Simple leukoplakia without cellular atypia often does not require radical therapeutic measures. But such patients should be monitored and periodically examined. The detection of basal cell hyperactivity and cellular atypia during histological examination is an indication for the removal of the focus of leukoplakia in the near future.
Removal of the affected areas of the mucosa can be carried out using a laser or a radio wave method, by diathermocoagulation and electroexection (excision with an electric knife). It is undesirable to use cryodestruction, because after exposure to liquid nitrogen, rough scars remain on the mucosa. In some cases, surgical excision is required not only of the mucous membrane, but also of the affected organ (urethra, vagina, bladder), which entails reconstructive plastic surgery. Signs of malignant transformation of leukoplakia are an indication for radical operations followed by X-ray therapy.

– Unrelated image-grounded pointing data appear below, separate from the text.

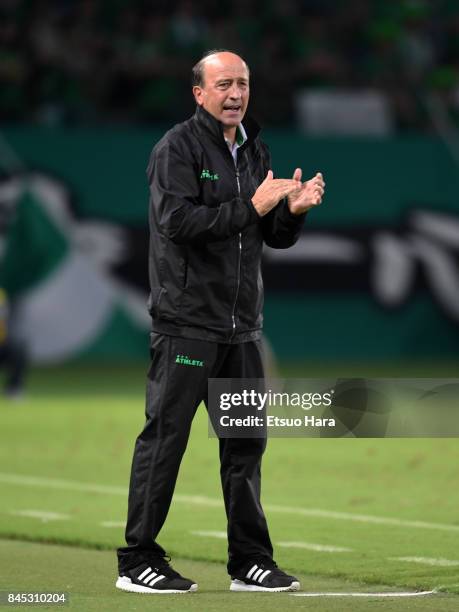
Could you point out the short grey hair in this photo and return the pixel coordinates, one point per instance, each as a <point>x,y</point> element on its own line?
<point>197,72</point>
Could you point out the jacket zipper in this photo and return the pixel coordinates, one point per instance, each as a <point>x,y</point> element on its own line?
<point>233,316</point>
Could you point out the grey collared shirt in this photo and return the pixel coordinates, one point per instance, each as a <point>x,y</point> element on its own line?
<point>241,137</point>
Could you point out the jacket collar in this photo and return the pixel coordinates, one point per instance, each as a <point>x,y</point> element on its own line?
<point>208,122</point>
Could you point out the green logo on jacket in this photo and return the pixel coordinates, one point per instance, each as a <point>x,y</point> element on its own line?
<point>185,360</point>
<point>207,174</point>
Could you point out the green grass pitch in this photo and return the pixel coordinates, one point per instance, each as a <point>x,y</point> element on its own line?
<point>346,515</point>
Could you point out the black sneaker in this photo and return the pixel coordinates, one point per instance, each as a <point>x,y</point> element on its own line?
<point>154,576</point>
<point>264,576</point>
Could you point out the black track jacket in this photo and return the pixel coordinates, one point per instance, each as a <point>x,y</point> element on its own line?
<point>206,237</point>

Localization of leukoplakia on the laryngeal mucosa requires microlaryngosurgical surgery. Coagulation of the affected areas of the bladder mucosa is possible during cystoscopy. In the treatment of bladder leukoplakia, the introduction of ozonated oil or liquid into the bladder, as well as gaseous ozone, is successfully used. However, in the case of a persistent course of the disease, resection of the bladder is required.
Timely and adequate treatment of leukoplakia gives a positive result. However, it is impossible to exclude the occurrence of relapses of the disease. Therefore, in the future, the patient needs to be monitored. Folk methods of treatment and thermal procedures should be treated with caution. They can contribute to the malignant transformation of leukoplakia and worsen the course of the disease.